The project is raising the interest of many scholars and organizations that have conducted studies on the building and its art, and collaborations have been established with the Ecole Normale Supérieure and the CNRS in France, the Institut Français du Proche Orient (IFPO) in Jordan, the Spanish Archaeological mission in Jordan, the Pergamon Museum and the Rathgen laboratories in Berlin, Germany, as well as with a number of institutions holding early images of Qusayr ’Amra, which have generously provided the use of these historic photographs for study purposes.
The project is also studying the context of the building, since this was not an isolated structure in the Jordanian badiya (steppe), but part of a complex that included a qasr (castle), now in ruins, and several ancillary structures, including two deep wells (saqiyya) and perhaps a paradeisos, a garden irrigated by the waters of the nearby wadi through a system of dams and canals. This complex lies outside of the boundaries of the World Heritage site, and is at risk from modern development and looting. A site management plan will be prepared to address these issues and better secure the archaeological context of site while. At the same time efforts will be made to improve the visitor experience through better public presentation and work will be done to reduce the constant threat of vandalism and graffiti.

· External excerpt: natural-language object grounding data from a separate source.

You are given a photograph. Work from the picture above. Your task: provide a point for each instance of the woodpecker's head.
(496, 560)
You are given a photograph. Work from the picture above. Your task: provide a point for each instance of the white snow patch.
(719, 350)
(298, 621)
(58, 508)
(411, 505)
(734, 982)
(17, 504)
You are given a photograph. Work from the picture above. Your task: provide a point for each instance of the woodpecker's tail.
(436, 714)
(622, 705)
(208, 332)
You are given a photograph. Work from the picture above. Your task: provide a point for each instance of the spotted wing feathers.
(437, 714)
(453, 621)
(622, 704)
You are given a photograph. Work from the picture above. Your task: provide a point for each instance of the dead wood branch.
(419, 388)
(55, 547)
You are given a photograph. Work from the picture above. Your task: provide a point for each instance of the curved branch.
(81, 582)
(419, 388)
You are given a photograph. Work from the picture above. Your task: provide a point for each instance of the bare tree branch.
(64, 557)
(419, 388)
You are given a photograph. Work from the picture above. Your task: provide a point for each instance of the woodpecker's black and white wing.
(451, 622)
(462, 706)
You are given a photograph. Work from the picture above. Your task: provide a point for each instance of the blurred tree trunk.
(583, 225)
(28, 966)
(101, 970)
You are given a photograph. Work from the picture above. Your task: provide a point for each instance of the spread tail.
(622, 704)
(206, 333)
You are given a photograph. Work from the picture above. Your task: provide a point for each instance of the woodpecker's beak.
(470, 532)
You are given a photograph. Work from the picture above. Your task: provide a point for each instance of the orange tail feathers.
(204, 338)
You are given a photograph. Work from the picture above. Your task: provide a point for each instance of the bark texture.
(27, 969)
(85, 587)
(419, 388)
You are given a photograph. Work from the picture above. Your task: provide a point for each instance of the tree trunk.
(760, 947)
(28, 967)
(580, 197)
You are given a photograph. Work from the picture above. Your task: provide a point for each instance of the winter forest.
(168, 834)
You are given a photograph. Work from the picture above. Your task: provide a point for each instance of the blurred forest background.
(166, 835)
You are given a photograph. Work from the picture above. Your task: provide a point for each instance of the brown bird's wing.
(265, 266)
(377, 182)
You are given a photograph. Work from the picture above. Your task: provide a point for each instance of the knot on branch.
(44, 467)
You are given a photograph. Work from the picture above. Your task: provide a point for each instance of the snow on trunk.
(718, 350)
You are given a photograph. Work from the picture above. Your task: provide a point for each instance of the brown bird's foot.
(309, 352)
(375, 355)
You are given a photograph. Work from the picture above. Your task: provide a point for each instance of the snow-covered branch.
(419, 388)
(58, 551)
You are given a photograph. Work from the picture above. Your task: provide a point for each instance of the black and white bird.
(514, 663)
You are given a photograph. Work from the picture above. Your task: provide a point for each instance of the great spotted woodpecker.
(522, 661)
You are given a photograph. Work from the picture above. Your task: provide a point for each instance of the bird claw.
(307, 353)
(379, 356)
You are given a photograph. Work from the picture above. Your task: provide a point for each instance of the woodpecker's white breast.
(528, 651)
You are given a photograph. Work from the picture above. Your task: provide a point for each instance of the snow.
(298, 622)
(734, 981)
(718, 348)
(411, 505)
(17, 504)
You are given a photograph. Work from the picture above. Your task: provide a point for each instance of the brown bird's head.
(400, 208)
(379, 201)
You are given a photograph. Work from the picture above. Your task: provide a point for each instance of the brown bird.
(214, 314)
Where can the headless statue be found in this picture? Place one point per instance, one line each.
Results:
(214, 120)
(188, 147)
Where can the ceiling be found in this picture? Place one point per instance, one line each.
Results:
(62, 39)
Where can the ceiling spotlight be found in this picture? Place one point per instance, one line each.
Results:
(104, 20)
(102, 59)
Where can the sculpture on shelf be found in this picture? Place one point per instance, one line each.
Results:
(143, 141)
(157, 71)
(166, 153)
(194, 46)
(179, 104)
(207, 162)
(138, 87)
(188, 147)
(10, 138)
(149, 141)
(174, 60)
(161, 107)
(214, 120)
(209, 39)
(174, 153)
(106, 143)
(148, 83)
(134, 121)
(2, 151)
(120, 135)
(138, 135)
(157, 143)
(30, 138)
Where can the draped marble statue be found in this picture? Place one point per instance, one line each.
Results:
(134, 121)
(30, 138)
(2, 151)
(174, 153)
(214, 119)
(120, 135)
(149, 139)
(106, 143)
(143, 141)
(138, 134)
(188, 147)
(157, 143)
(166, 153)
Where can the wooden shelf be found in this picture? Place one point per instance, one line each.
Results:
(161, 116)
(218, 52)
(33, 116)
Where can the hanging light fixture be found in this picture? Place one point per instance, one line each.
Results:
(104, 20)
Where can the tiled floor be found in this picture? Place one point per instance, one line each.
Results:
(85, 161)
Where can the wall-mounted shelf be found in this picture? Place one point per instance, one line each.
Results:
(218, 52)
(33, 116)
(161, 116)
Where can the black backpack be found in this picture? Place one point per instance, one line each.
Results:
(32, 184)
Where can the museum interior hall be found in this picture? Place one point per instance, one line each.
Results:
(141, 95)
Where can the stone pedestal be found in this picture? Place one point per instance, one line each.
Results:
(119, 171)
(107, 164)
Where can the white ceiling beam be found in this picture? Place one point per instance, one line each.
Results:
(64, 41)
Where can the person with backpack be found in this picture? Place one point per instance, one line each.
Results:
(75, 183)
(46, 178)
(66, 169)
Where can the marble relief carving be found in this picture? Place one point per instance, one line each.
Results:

A new grant from the U.S. Ambassadors Fund for Cultural Preservation announced October 2013 will allow for the conservation of paintings in the apodyterium.
Why It Matters
This monument is one of four World Heritage sites in Jordan. Its mural paintings are an extraordinary and unparalleled example of early Islamic art, and a window into the life of a society in transition. The problems it faces are typical of many sites in the Middle East, especially as they concern maintenance issues, crowd control, and site presentation.